When an employer or compensation insurance company decides to deny a worker’s compensation claim, it may seem like that entity has an unreasonable objection to that particular claim. However, many claims are initially rejected in order to limit the costs of compensation payouts, especially in instances when the worker has fraudulently filed for assistance. By understanding the basic cost drivers of compensation, a worker can be more informed going into the claims process as to what employers and insurers read as fraudulent or unnecessary claims.
Perhaps the most obvious part of compensation that may cause a claim challenge following a work accident is the compensation for medical bills. These expenses can be extremely high depending on the injury, causing either the insurer or the employer to lose a substantial amount of money on paying for the employee’s recovery. In addition to problems with even legitimate claims, employers may need to watch out for insurance fraud on the hospital’s behalf, as unnecessary charges can quickly prove costly.
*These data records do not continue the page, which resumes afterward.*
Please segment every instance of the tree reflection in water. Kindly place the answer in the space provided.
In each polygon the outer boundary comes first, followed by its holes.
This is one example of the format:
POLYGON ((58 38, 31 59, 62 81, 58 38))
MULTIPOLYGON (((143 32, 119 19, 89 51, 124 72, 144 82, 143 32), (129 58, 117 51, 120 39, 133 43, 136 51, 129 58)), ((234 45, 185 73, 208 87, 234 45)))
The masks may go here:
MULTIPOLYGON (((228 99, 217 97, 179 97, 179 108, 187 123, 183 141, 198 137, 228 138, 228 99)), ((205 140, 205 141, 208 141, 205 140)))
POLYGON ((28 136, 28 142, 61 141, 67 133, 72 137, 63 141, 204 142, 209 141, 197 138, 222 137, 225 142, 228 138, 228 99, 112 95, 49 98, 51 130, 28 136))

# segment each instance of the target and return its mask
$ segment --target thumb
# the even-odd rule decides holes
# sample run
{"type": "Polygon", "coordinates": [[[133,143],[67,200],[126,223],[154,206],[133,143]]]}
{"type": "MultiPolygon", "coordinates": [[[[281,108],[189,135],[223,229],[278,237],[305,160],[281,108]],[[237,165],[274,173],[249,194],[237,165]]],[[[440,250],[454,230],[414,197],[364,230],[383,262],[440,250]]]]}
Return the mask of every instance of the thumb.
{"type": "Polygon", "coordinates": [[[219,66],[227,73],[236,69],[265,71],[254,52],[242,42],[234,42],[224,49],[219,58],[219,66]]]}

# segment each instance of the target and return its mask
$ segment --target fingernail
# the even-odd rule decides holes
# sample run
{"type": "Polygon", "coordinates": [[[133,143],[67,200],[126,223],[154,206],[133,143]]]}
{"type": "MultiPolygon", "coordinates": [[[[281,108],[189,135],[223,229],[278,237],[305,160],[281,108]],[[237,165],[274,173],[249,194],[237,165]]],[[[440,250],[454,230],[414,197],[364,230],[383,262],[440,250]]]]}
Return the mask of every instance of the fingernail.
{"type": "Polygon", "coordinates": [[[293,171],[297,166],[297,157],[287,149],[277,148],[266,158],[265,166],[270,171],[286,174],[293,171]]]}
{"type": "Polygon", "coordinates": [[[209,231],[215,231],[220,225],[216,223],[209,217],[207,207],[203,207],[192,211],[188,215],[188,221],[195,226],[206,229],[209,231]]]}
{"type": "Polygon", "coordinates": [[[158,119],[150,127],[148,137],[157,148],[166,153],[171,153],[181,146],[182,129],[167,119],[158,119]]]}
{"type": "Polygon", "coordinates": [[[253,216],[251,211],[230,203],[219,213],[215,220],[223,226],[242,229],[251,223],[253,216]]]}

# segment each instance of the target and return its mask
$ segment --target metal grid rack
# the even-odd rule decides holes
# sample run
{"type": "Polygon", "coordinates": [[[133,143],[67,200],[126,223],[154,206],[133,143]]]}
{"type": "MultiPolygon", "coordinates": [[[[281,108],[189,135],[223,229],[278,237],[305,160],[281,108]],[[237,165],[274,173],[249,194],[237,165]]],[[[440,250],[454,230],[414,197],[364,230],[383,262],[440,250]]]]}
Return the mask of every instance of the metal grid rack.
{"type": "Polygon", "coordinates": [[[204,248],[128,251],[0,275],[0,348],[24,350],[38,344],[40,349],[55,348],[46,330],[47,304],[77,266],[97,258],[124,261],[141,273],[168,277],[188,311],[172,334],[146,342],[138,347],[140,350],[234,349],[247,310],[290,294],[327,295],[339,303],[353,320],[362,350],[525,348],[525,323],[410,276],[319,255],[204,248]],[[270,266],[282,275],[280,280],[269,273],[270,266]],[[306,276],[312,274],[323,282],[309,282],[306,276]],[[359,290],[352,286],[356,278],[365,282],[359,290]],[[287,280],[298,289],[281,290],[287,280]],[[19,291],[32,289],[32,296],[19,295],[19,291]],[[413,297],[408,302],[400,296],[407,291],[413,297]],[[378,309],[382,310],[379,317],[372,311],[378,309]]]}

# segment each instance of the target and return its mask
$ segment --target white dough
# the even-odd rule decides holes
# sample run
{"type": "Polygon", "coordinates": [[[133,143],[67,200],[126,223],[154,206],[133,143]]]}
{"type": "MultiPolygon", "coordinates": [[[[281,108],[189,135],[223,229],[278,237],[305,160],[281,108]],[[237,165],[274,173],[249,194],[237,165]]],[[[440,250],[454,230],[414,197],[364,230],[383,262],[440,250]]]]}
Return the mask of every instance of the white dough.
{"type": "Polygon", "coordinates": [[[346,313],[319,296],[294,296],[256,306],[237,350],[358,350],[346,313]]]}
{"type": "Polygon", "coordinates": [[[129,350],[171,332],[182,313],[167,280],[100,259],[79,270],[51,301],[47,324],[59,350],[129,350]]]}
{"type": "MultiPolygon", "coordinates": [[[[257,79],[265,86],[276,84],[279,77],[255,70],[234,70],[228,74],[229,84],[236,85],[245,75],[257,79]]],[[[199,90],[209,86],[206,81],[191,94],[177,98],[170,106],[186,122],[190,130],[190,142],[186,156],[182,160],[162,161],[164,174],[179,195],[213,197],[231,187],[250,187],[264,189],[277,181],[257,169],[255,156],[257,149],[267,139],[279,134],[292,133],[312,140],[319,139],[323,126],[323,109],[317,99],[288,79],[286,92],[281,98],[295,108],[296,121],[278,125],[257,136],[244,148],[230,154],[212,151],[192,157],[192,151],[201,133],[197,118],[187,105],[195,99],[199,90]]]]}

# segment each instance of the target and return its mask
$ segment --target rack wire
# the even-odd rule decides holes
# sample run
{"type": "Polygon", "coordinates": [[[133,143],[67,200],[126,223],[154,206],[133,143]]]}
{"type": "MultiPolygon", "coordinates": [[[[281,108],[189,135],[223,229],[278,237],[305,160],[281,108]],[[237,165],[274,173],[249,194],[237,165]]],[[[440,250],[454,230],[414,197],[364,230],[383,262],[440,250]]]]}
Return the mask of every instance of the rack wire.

As well as paying for medical bills, employers are also expected to provide employees the costs and effort needed to reintroduce that employee into the workforce. This can include paying for transportation to and from follow-up treatments and therapy and adapting the workplace in case of a debilitating injury. Whether redesigning a workspace, changing job descriptions to work with a disabled laborer, or providing new instruments to reduce future injuries, these costs can all drive up the bottom line for a compensation claim.
Working with an insurance company may have its own costs, which can lead to claim denials in order to keep premiums down. If a company works with a compensation insurer, the process can be complicated, costing an employer both time and money.